Dès qu'il fut maître de lui-même, il reprit son sérieux et exigea des explications sur la tenue du jeune homme, d'un air stoïque pour impressionner son interlocuteur, ce qui échoua lamentablement à cause de son attitude antérieure.
Le Héros le regarda de haut en bas et ne voyait rien d'impressionnant chez cette fée qui pourrait lui faire la craindre.
Le garde invectiva le garçon le prenant par le col, cela n'eut toujours aucun effet sur le Héros qui s'évertuait à lui faire comprendre que ses menaces n'avaient aucun sens d'être proférées à son égard.
Mais quelque chose le gênait : la saleté – ironique, hein ? Mais lui, au moins, a une excuse. Cela l'insupportait grandement, surtout quand elle ne provenait pas de lui, cela aurait été dans un autre endroit, avec d'autres personnes, comme par exemple, au Coupe-Gorge de Vicenti, il lui aurait sûrement l'usage de ses mains en les tranchant sans sommation.
Malheureusement, au vu de la situation dans laquelle il était, il ne pouvait que supporter les carries et les postillons de cette fée mâle, il devait peut-être arrêter de faire le mariole, plus qu'il ne le faisait déjà pour que, peut-être, il éloigne son visage disgracieux de lui.

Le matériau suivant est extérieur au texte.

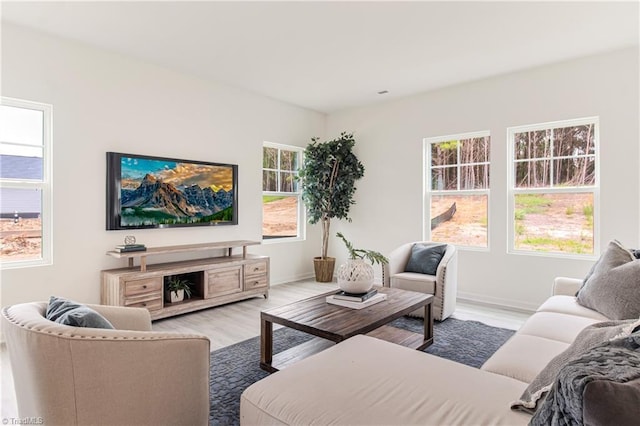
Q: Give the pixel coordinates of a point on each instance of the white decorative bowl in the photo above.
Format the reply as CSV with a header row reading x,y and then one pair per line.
x,y
355,276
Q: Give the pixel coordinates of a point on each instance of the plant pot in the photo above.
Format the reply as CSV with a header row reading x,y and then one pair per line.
x,y
355,276
171,297
324,268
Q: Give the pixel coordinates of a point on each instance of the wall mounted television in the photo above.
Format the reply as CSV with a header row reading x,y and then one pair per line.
x,y
156,192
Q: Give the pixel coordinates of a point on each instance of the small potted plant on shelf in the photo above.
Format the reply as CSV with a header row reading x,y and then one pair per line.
x,y
356,276
177,289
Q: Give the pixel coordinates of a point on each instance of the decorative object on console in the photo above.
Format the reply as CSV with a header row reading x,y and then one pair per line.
x,y
356,276
328,177
68,312
611,287
177,288
156,192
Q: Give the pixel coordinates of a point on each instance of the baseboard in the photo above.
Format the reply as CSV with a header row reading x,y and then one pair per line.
x,y
496,302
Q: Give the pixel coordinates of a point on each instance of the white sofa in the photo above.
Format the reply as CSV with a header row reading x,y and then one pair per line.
x,y
364,380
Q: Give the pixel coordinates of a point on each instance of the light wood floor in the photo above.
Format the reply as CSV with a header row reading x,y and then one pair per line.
x,y
235,322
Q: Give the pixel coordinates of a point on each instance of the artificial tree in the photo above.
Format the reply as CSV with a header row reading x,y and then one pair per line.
x,y
328,180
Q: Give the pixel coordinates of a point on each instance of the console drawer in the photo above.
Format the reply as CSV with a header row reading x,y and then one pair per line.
x,y
142,286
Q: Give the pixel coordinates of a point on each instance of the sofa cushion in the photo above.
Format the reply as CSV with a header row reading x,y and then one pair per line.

Les personnes qui grimpaient sur ces structures trapézoïdales semblaient issues d'une certaine noblesse de ce royaume, ainsi que leurs compagnons hommes – sauf pour une qui n'avait pas vraiment l'air commode (le genre de fille qu'apprécie le Héros) –, ils étaient tous bien apprêtés, leurs vêtements avaient l'air d'être faits en soie, ils portaient des parures grandioses qui étaient serties de différentes pierres précieuses et filins d'or. Leurs robes, leurs armures, leurs côtes de maille, leurs bottes et leurs chaussures, leurs armes et leurs diadèmes étaient de toute beauté comme il n'en avait jamais vu auparavant, lui rappelant une histoire qui lui avait racontée, il y a très longtemps.
Il était rare de le voir aussi extasié par ce genre de choses si superficielles à ses yeux que cet attirail de vêtements princiers ou cette préparation à un défilé. Voilà bien quelque chose qui traversait le visage d'un grand sourire de gros bêta – ou c'était possiblement la gêne qu'il perçut chez cette fée à son égard l'amusait ?
Finalement, il se dit qu'acquérir l'un de ces costumes insolites lui serait lucratif après son évasion de cet endroit rempli de Féériques – ou juste pour le porter, il a tout de même le droit de porter de beaux habits.
Il lâcha la barre de transport, mettant tout le poids du char sur les deux collègues prisonniers qui étaient de son côté de l'édifice.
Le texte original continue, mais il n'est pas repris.